Mazhab Betulan VS Mazhab Bikin Sendiri

Kalau saya perhatikan praktek pemahaman mazhab di tengah masyarakat awam, saya sering membagi jenis mazhab ini menjadi dua jenis, yaitu mazhab amatiran dan mazhab profesional.

1. Mazhab Amatiran

Mazhab amaritan ini sebenarnya bukan mazhab betulan tetapi hanya sekedar mazhab-mazhaban. Mazhab amatiran adalah mazhab hasil bikin-bikinan sendiri, bukan hasil kerja orang-orang profesional. Tentu saja mazhab semacam ini tidak resmi, sifatnya amatiran dan hasil bikin-bikinan sendiri.

Ibarat proyek mobil nasional yang mangkrak tidak jelas nasibnya. Mobil semacam ini sudah boleh disebut mobil, tetapi sesungguhnya masih merupakan purwarupa (prototipe), yang belum boleh diproduksi massal dan belum belum laik darat.

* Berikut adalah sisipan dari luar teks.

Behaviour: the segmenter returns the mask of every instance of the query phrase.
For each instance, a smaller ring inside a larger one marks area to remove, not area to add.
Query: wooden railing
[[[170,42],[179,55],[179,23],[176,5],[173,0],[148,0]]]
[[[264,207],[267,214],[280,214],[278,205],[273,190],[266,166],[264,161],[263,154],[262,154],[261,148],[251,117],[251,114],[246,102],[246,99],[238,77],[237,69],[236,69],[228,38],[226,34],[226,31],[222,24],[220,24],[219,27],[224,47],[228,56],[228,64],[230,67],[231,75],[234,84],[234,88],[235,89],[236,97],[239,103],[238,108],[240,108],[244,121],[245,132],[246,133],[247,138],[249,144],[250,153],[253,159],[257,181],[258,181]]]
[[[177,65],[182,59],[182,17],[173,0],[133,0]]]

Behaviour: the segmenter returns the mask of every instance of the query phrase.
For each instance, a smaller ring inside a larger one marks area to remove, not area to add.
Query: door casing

Mobil sejenisnya ini secara teori mungkin bisa dianggap mobil, tetapi masih perlu proses panjang untuk bisa disebut mobil yang sesungguhnya.

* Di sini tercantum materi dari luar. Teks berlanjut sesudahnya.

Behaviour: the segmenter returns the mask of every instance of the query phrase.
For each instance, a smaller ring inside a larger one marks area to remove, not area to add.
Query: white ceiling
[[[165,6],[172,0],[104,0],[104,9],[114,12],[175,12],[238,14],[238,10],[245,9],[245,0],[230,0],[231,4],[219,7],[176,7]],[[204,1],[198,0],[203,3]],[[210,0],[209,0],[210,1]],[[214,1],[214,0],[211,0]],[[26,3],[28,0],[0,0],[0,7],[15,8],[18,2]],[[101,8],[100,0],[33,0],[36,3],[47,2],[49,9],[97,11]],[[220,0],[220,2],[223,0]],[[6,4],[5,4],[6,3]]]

Dalam dunia fiqih modern saat ini, banyak sekali kalangan yang rada-rada anti terhadap mazhab-mahab baku dan  profesional, lalu berupaya membangung mazhab sendiri sebagai mazhab baru. Tentu saja kehendak ini tidak bisa dilarang, sebab bermazhab dan membangun mazhab itu hak siapa saja. Yang penting kualitasnya harus bisa dijamin.

Namun untuk membangun mazhab baru yang profesional tentu saja tidak semudah yang apa yang dicita-citakan di dalam angan. Ibarat industri mobil di atas, yang sering terjadi alih-alih bikin mobil betulan, ternyata hasilnya hanya sebatas mobil prototipe belaka.

Mengapa demikian?

Karena tidak didukung dengan pengalaman lapangan, kemampuan teknis, keterbatasan sumber daya manusia, keterbatasan infrastruktur, keterbatasan marketing, keterbatasan dana dan sejuta keterbatasan yang lain.

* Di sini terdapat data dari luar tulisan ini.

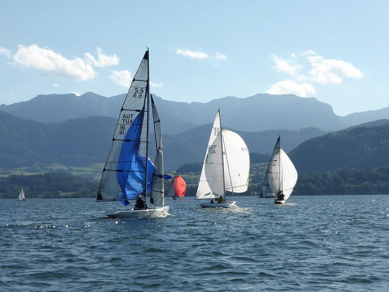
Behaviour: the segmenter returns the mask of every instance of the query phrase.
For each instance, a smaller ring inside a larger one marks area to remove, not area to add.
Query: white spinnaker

Oleh karena itu mazhab-mazhab amatiran ini bisa lahir berjuta jumlahnya, tapi runtuh dan tumbang hanya dalam sekejap. Tidak pernah bisa menjadi mazhab profesional, karena hanya pandai berteori tetapi tidak laku di pasaran karena alasan kualitas.

2. Mazhab Profesional

Lain cerita dengan mazhab pro yang kita kenal hari ini ada empat jumlahnya, yaitu mazhab Al-Hanafiyah, Al-Malikiyah, Asy-Syafi’iyah dan Al-Hanabilah. Empat mazhab ini adalah mazhab resmi yang baku, sangat besar ukurannya dan hsil kreatifitas berjuta ahli yang profesional sepanjang lebih dari 13 abad perjalanan peradaban Islam.

Sebenarnya jumlahnya bukan hanya empat tetapi sampai belasan, kalau kita sebutkan dalam timeline sejarah fiqih. Namun yang masih eksis di hari ini menembus perjalanan waktu tersisa tinggal empat ini saja.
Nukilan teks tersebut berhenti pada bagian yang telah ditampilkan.